The UK National Health Service (NHS) has claimed that second-hand smoke contains more than 4000 cancer-causing chemicals, but that second-hand vape smoke has “no identified health risks”.
The NHS found that frequent exposure to second-hand cigarette smoke increases the risk of lung cancer and health disease. On the other hand, an evidence based report by Public Health England (PHE) provided some research suggesting that e-cigarettes are saving lives.
The report concluded that vaping poses a significantly smaller amount of risks as opposed to smoking.
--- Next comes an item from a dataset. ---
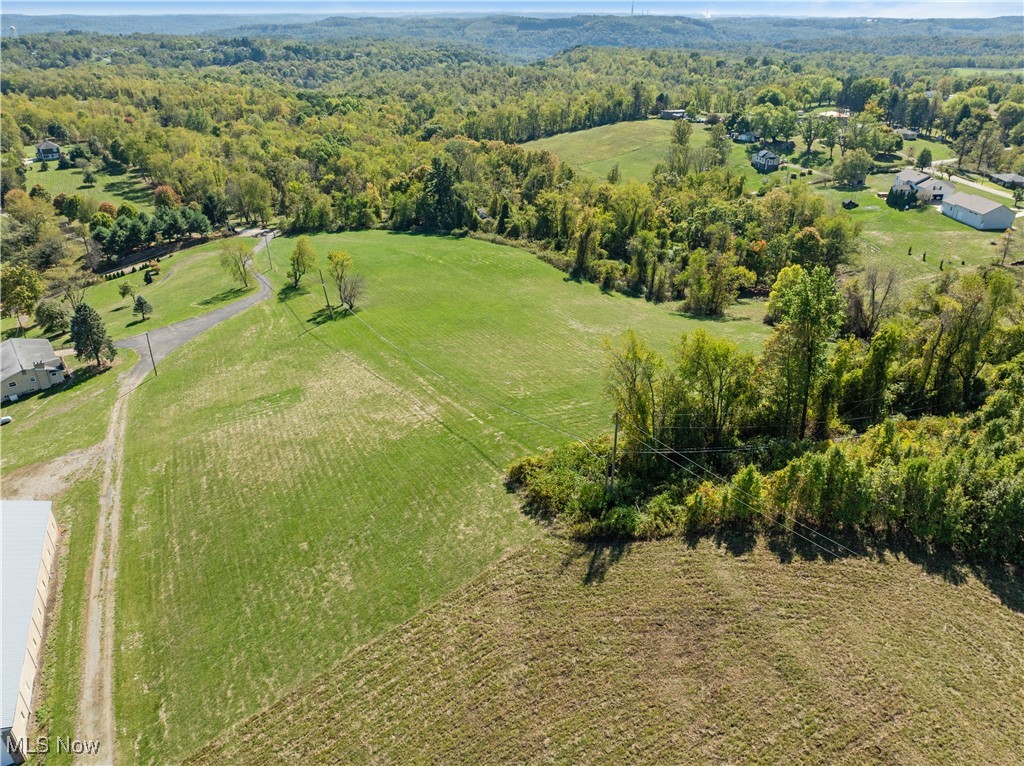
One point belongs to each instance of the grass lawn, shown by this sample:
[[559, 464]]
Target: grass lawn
[[190, 283], [672, 652], [117, 185], [888, 233], [59, 420], [76, 511], [635, 146], [940, 151], [294, 486]]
The report stated: “there have been no identified health risks of passive vaping to bystanders”.
The smoking of cigarettes is currently banned in all enclosed public places as well as various outdoor areas in NSW. These regulations fall under the Smoke-free Environment Act 2000 and the Smoke-free Environment Regulation 2016.
A spokesman for British American Tobacco Australia told News.com.au: “In many countries British American Tobacco provides a range of products for smokers seeking a harm reduced alternative”.
“Increasingly, the global evidence base supports making these products available. This is witnessed by the progressive approach to tobacco harm reduction by law makers in Europe, the United States, Canada and New Zealand,” the spokesman said.
“Australia’s prohibitionist approach stands in stark contrast.”
The PHE’s review came not long after US National Academies of Sciences, Engineering and Medicine report concluding that e-cigarettes are likely to be less harmful than tobacco cigarettes.